Content Negotiation

Content Negotiation is performed by an application in order :

  • To match the requested representation as specified by the client via the Accept header with a representation the application can deliver.
  • To determine the Content-Type of incoming data and deserialize it so the application can utilize it.

Essentially, content negotiation is the client telling the server what it is sending and what it wants in return, and the server determining if it can do what the client requests.

Content negotiation validation in Dotkernel API happens through middleware, and it ensures that the incoming request and the outgoing response conform to the content types specified in the config file for all routes or for a specific route.

It performs validation on the Accept and Content-Type headers of the request and response and returning appropriate errors responses when necessary.

Configuration

In Dotkernel API the configuration file for content negotiation is held in config/autoload/content-negotiation.global.php and the array looks like this:

return [
    'content-negotiation' => [
        'default'         => [
            'Accept'       => [
                'application/json',
                'application/hal+json',
            ],
            'Content-Type' => [
                'application/json',
                'application/hal+json',
            ],
        ],
        'your.route.name' => [
            'Accept'       => [],
            'Content-Type' => [],
        ],
    ],
];

Except the default key, all your keys must match the route name, for example in Dotkernel API we have the route to list all admins, which name is admin.list.

If you did not specify a route name to configure your specifications about content negotiation, the default one will be in place. The default key is mandatory.

Every route configuration must come with Accept and Content-Type keys, basically this will be the keys that the request headers will be validated against.

Accept Negotiation

This specifies that your server can return that representation, or at least one of the representation sent by the client.

GET /admin HTTP/1.1
Accept: application/json

This request indicates the client wants application/json in return. Now the server, through the config file will try to validate if that representation can be returned, basically if application/json is presented in the Accept key.

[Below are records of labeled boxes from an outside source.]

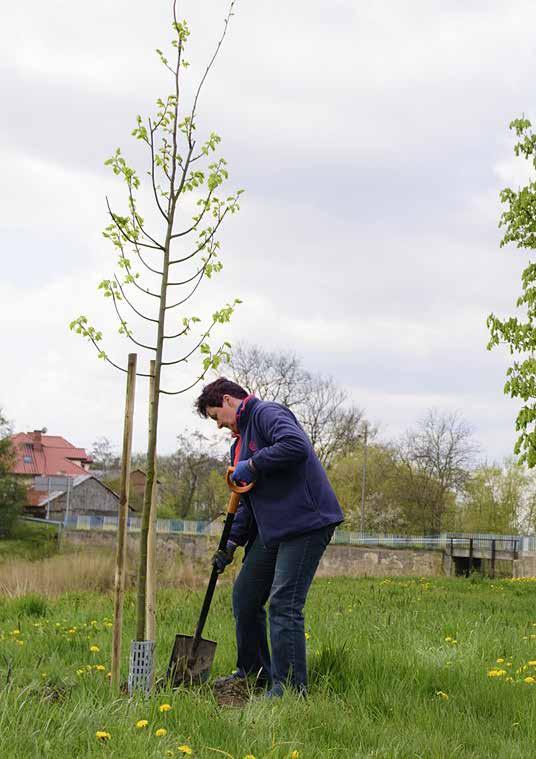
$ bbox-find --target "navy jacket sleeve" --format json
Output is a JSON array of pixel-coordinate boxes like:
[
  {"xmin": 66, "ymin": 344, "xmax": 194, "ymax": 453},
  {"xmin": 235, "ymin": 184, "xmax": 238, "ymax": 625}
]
[
  {"xmin": 229, "ymin": 498, "xmax": 251, "ymax": 546},
  {"xmin": 252, "ymin": 404, "xmax": 311, "ymax": 472}
]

If the representation cannot be returned, a status code 406 - Not Acceptable will be returned.

If the representation can be returned, the server should report the media type through Content-Type header of the response.

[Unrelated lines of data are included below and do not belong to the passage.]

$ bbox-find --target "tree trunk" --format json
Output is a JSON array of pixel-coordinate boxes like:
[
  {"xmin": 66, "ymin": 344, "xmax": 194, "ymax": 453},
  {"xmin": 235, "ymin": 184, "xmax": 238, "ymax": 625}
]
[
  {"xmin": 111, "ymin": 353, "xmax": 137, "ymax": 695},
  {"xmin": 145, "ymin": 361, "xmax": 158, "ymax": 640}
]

Due to how these validations are made, for a json media type, the server can return a more generic media type, for example, if the clients send Accept: application/vnd.api+json and you configured your Accept key as application/json the representation will still be returned as json.

If the Accept header of the request contains */* it means that whatever the server can return it is OK, so it can return anything.

Content-Type Negotiation

The second aspect of content negotiation is the Content-Type header and determine the server can deserialize the data.

POST /admin/1 HTTP/1.1
Accept: application/json
Content-Type: application/json
{
    "foo": "bar"
}

The server will try to validate the Content-Type header against your configured Content-Type key from the config file, and if the format is not supported, a status code 415 - Unsupported Media Type will be returned.

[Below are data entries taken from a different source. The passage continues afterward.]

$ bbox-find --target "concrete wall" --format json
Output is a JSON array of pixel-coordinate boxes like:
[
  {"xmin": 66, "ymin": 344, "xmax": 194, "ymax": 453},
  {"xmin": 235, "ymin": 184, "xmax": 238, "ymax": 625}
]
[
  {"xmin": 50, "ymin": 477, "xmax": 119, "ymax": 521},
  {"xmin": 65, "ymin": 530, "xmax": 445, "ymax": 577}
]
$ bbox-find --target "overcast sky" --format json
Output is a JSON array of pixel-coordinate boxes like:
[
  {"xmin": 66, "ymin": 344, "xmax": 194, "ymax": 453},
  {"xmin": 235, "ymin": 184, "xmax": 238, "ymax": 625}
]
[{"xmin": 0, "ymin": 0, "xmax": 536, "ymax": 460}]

For example, if you have a route that needs a file to be uploaded , normally you will configure the Content-Type of that route to be multipart/form-data. The above request will fail as the client send application/json as Content-Type.

If the request does not contain "Content-Type" header, that means that the server will try to deserialize the data as it can.

The Request <-> Response validation

In addition to the validation described above, a third one is happening and is the last one: the server will check if the request Accept header can really be returned by the response.

Through the way Dotkernel API is returning a response in handler, a content type is always set.

This cannot be the case in any custom response but in any case the server will check what Content-Type the response is returning and will try to validate that against the Accept header of the request. If the validation fails, a status code 406 - Not Acceptable will be returned.